Something in the Water

Count underwater archaeologist Jessi Halligan among the cowboys of science.

By Steven Potter|Friday, November 04, 2016
Florida State archaeologist Jessi Halligan is one of the few in her field who explore submerged terrain that used to be above the water line.
Mark Wallheiser

As an archaeologist at Florida State University, Jessi Halligan blends her love of teaching with her passion for underwater excavation of cultural artifacts. She got to indulge that passion when she and her team made a discovery, reported this past spring, in the Florida section of the Aucilla River.

Deep in a sinkhole, buried in a pile of sand and mastodon dung, was a small, ancient knife used for hunting and cutting carcass meat from the bone. The dung dates back roughly 14,500 years — some 1,500 years before the Clovis people, who were long thought to have been America’s first human inhabitants. Discover caught up with Halligan to learn more about the find and the murky world of underwater archaeology.

Q: First off, what’s the impact of the Aucilla River knife discovery?

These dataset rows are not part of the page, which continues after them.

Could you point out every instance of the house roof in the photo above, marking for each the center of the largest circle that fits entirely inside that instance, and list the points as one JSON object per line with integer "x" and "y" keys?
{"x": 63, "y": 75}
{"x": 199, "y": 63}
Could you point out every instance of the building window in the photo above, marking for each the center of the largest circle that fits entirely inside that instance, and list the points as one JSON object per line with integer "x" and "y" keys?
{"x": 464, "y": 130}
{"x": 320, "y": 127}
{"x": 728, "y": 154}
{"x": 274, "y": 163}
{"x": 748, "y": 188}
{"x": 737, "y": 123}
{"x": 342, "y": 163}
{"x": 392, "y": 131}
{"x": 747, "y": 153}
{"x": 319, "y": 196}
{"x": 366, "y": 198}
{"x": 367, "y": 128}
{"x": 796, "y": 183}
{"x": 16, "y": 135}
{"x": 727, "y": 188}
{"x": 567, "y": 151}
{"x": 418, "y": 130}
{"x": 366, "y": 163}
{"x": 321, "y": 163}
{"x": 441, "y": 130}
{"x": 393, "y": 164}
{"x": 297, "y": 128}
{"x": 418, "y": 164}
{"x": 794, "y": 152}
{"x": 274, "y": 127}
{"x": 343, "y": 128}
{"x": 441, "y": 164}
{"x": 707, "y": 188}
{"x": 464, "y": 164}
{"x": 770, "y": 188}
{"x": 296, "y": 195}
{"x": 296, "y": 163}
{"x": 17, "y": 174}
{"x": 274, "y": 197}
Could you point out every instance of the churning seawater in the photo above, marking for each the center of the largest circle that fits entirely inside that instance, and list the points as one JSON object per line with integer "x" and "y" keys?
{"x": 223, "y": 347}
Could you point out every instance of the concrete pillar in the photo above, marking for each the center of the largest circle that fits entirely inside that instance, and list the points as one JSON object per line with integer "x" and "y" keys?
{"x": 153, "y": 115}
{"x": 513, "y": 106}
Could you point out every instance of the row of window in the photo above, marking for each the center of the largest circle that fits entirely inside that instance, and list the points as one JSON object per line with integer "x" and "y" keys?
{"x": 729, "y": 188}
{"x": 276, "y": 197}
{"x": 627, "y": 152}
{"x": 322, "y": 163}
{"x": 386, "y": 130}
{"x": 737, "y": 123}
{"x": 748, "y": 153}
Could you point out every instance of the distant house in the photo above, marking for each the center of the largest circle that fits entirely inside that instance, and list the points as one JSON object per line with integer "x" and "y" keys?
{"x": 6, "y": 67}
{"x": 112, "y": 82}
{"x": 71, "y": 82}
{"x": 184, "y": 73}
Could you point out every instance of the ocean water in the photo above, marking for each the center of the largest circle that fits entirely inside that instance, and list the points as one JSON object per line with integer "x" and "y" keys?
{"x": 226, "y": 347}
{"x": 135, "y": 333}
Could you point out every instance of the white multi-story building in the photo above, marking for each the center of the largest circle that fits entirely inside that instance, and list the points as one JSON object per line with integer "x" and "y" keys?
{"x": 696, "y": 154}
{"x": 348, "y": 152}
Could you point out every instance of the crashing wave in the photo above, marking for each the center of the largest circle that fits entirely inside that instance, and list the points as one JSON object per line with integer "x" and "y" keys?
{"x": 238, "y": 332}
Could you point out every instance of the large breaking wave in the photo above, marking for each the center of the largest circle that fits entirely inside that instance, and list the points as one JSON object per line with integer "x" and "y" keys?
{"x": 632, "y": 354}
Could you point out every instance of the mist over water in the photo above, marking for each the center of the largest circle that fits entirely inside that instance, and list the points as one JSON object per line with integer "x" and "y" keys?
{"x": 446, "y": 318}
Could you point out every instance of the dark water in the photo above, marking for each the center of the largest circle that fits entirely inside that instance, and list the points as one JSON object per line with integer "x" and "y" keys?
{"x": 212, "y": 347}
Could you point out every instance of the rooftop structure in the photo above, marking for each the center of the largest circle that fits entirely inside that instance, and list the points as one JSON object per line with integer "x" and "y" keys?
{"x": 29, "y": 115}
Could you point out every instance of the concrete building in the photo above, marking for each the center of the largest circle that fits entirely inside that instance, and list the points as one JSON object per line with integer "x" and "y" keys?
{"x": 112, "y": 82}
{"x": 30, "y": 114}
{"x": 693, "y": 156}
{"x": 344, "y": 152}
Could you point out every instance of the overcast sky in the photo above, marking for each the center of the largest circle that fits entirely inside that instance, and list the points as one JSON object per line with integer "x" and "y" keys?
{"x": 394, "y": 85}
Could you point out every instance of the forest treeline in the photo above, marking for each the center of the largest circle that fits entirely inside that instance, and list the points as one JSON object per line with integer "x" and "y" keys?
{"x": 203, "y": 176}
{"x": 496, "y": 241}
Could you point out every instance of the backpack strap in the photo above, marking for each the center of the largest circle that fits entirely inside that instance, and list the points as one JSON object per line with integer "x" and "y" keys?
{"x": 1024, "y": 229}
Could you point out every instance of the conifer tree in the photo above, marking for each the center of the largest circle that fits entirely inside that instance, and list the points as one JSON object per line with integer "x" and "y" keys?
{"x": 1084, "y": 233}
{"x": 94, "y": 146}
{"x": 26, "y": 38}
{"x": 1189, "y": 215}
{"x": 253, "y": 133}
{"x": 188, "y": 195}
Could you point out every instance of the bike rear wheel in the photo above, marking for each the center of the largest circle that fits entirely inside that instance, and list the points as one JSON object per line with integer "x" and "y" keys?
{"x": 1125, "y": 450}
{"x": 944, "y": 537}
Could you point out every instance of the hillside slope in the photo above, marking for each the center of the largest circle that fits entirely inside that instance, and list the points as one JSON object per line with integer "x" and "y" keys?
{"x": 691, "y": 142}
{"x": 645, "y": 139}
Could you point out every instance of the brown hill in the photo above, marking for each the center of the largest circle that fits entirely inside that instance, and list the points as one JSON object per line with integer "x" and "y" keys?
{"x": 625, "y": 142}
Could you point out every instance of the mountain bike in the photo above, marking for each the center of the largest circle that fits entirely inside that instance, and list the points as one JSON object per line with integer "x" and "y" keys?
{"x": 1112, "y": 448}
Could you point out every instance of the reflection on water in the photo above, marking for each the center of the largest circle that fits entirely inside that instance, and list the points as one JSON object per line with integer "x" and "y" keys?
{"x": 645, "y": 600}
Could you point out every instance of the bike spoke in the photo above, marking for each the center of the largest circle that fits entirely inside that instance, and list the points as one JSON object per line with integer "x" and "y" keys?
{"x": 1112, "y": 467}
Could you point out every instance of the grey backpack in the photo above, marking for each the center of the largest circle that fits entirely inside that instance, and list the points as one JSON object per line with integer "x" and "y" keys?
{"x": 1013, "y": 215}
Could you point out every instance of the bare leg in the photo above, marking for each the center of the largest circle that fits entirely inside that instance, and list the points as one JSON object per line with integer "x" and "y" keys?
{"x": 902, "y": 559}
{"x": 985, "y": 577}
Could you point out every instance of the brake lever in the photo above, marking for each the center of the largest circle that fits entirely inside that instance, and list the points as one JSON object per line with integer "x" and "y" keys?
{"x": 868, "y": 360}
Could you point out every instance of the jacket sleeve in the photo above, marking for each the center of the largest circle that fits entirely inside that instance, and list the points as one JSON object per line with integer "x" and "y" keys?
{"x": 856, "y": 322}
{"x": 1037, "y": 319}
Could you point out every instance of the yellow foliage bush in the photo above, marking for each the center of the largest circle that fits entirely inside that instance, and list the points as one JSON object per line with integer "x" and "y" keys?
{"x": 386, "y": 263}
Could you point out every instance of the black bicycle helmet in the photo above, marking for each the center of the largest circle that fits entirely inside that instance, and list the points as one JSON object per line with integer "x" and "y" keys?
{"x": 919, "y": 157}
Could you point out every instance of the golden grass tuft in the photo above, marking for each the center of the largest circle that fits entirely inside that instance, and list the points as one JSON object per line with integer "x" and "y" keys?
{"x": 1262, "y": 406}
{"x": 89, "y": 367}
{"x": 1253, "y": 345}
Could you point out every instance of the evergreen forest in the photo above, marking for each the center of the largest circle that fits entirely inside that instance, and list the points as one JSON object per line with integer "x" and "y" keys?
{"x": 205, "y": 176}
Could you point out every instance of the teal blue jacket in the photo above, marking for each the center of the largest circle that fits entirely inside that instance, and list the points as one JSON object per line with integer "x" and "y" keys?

A: A lot of us thought the Americas were populated by folks who came from Siberia across the Bering Land Bridge into Alaska and Canada. However, Canada wasn’t walkable 14,500 years ago — it was covered by ice. So if people were in Florida 14,500 years ago and there was no land route through Canada, then the first people who came to the Americas probably came by boat. Therefore, we really need to start re-examining when and where people came from and what we thought we knew. We don’t have all the answers we thought we did.

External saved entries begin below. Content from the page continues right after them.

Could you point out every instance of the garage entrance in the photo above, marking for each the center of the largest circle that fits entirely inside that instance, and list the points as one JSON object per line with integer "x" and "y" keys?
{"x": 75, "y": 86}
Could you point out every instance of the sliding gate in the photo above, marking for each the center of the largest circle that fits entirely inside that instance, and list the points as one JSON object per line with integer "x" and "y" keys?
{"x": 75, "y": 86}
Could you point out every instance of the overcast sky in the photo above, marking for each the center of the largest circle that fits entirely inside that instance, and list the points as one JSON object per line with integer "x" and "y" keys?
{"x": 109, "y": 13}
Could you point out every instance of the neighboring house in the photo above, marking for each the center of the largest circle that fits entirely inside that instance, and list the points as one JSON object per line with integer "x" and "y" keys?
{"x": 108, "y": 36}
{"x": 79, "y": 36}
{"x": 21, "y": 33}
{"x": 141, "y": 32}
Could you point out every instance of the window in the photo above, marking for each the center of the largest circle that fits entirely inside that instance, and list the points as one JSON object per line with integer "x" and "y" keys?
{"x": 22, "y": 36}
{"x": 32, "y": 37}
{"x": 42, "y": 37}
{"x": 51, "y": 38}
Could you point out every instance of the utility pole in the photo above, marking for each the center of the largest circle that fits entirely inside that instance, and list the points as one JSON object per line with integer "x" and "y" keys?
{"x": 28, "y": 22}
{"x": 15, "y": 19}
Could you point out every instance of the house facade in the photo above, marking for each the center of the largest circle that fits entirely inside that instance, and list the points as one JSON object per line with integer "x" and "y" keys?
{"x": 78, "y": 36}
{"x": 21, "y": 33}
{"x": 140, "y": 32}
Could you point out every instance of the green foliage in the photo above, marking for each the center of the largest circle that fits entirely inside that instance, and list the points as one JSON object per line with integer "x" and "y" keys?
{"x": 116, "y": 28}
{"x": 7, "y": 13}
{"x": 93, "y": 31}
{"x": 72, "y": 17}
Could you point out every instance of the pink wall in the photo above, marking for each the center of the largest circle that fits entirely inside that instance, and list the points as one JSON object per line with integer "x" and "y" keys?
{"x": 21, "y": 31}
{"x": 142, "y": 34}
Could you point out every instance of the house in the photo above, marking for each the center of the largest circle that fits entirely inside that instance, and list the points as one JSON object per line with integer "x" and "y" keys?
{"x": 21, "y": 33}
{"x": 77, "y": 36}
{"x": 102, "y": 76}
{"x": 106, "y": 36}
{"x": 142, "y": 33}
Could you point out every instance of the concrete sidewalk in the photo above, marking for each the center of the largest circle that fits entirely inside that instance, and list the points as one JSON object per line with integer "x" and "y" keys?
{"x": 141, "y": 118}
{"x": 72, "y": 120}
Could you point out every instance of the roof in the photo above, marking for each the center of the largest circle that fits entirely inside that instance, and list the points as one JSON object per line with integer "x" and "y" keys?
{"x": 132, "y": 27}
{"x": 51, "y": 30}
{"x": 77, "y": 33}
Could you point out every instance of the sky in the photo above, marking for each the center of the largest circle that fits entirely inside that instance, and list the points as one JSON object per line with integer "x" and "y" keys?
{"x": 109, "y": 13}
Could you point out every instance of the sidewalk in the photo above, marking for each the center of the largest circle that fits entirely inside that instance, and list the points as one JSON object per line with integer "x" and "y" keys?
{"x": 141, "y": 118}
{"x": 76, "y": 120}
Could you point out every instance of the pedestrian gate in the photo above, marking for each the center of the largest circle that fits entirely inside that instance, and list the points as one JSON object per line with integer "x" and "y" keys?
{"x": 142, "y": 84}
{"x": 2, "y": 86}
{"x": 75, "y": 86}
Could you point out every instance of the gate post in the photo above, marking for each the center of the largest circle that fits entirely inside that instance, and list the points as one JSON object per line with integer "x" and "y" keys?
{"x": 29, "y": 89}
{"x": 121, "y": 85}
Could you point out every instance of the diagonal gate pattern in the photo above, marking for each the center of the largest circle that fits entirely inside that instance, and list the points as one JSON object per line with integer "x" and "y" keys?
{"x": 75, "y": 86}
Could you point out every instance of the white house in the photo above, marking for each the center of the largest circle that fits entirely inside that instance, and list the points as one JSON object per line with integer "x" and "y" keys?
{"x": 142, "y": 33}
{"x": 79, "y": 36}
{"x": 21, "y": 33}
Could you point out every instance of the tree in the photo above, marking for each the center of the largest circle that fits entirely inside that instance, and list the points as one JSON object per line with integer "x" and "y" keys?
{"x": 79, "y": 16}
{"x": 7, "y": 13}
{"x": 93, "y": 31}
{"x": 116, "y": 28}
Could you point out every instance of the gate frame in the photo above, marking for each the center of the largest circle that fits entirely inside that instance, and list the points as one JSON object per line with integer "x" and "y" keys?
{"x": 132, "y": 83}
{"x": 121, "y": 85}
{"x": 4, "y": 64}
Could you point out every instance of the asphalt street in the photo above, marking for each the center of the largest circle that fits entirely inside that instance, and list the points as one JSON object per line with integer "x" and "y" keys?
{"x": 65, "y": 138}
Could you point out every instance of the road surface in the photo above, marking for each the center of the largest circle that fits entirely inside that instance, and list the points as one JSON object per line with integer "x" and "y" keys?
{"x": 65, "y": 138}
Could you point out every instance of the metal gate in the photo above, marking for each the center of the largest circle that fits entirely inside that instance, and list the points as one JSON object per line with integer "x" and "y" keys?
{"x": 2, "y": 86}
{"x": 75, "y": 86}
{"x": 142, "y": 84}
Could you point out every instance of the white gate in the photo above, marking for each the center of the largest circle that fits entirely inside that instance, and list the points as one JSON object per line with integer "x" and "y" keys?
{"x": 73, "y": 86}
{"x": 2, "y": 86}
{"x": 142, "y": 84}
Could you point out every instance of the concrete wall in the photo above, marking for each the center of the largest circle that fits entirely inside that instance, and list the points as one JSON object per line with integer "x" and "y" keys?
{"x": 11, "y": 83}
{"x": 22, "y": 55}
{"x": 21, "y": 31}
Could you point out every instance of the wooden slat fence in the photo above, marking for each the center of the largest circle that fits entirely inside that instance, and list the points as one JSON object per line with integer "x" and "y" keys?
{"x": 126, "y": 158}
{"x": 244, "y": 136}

The small knife Halligan found under the water.
Florida State University

Q: Why did you decide to get into archaeology?

A: To me, it’s that combination of things: using your body as a tool to help you understand things, as well as using your brain to think about what those things meant and applying that to the big picture about people.

Q: How many underwater archaeologists are there?

A: For every 100 archaeologists, maybe one to five of them are underwater archaeologists, and most of them are shipwreck archaeologists. I’m one of only a few dozen maybe in the whole world who focus on landscapes that got covered by sea level rise or prehistoric settlements that were terrestrial but ended up underwater.

Q: What are some of the challenges you face underwater that you wouldn’t on land?

A: The water’s really dark, so you can’t see a long ways away, and you can’t have as many people working at the same time. Also, you can’t talk underwater, so you have to communicate via hand signals, which can slow things down.

Q: What’s misunderstood about underwater archaeology?

A: If you talked to other archaeologists, they would think that a lot of [underwater archaeologists] do this because we like to scuba dive and that we aren’t trying to answer research questions. We have this reputation as the cowboys of science — most of us aren’t like that. Most of us are just as serious as our terrestrial compadres. I work on land as much or more than I work underwater; I just feel that water lines shouldn’t be a limitation to your research.